Lula defende diálogo com o Congresso em meio à tensão provocada por aumento do IOF
Presidente afirma que decisões precisam ser construídas em conjunto com o Legislativo para evitar desgastes
- Publicado: 13/02/2026
- Alterado: 01/06/2025
- Autor: Redação
- Fonte: Sorria!,
Em meio à repercussão negativa do recente aumento do IOF (Imposto sobre Operações Financeiras), o presidente Luiz Inácio Lula da Silva (PT) defendeu neste domingo (1º) a necessidade de maior articulação com o Congresso Nacional para facilitar a aprovação de pautas de interesse do governo.
A declaração foi feita durante um evento nacional do PSB, realizado em Brasília, com a presença do presidente da Câmara dos Deputados, Hugo Motta (Republicanos-PB).
Críticas à forma de condução de medidas
Durante o discurso, Lula destacou que o Executivo precisa repensar sua forma de atuação quando o objetivo for construir consensos partidários. Para ele, decisões importantes não devem ser tomadas de forma unilateral.
“O certo é chamar as lideranças políticas para construir a decisão em conjunto. Isso ajuda a evitar ruídos quando a proposta chega ao Congresso”, afirmou o presidente, mencionando sua relação com Motta e com o presidente do Senado, Davi Alcolumbre (União-AP), como exemplo de articulação institucional.
Pressão por revisão do IOF sobre risco sacado
A medida que elevou o IOF sobre operações conhecidas como “risco sacado” gerou reação imediata no Legislativo.
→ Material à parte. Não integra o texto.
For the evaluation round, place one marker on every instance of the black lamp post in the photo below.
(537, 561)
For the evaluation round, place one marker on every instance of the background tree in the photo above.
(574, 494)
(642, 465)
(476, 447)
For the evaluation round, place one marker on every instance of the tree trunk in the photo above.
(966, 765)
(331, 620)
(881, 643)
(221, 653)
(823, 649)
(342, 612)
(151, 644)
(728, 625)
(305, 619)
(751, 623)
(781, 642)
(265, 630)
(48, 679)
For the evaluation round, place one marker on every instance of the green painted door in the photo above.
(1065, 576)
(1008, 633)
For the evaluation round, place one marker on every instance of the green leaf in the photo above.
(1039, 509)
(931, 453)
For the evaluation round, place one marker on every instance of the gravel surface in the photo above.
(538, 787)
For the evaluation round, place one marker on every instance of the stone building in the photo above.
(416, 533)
Essas operações são utilizadas por empresas para antecipar valores a receber, com os bancos assumindo o pagamento ao fornecedor enquanto a empresa compradora fica responsável por quitar a dívida no prazo acordado.
Parlamentares, liderados por Hugo Motta, pretendem solicitar a suspensão da nova cobrança até que o governo proponha uma alternativa ao decreto.
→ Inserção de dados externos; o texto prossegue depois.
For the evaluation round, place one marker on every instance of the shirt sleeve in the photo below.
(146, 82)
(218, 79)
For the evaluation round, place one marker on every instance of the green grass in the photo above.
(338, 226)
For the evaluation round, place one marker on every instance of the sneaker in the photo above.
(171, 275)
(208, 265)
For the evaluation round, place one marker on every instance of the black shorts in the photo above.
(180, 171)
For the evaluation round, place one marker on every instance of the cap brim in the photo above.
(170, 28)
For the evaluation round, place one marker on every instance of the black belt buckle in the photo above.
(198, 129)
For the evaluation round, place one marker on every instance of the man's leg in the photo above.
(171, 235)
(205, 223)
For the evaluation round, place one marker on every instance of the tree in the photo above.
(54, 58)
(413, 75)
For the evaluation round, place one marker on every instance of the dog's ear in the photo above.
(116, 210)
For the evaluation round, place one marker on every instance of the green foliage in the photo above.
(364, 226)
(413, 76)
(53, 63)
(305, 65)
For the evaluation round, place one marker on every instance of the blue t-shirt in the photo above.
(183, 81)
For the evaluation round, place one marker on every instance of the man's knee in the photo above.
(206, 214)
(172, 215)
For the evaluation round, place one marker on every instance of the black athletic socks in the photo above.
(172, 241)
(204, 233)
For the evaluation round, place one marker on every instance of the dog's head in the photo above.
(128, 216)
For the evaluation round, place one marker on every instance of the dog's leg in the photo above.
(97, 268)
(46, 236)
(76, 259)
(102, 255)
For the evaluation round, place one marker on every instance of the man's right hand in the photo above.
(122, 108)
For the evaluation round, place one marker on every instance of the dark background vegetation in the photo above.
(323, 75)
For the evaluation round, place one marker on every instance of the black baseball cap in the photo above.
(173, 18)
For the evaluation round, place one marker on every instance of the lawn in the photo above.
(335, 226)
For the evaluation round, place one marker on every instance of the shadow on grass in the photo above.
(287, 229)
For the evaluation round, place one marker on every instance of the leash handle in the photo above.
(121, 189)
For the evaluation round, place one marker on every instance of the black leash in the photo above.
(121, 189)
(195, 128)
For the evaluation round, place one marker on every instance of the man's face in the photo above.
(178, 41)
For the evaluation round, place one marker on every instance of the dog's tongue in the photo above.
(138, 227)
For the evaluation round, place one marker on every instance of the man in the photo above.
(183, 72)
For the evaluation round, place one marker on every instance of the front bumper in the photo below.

O Legislativo sinalizou que dará um prazo de dez dias para essa negociação, evitando, por ora, colocar em votação um projeto que visa revogar o aumento do imposto.
Governo busca convencimento, não imposição
Lula reforçou que cabe ao governo justificar a relevância de suas propostas e que não há obrigação por parte do Congresso em aprovar medidas com as quais não concorde.
“Nosso papel é dialogar e convencer. A base parlamentar deve entender por que determinadas iniciativas são importantes para o país”, declarou o presidente.
O episódio evidencia os desafios de articulação do Planalto com o Parlamento e aponta para uma necessidade crescente de diálogo institucional para evitar desgastes e preservar a governabilidade.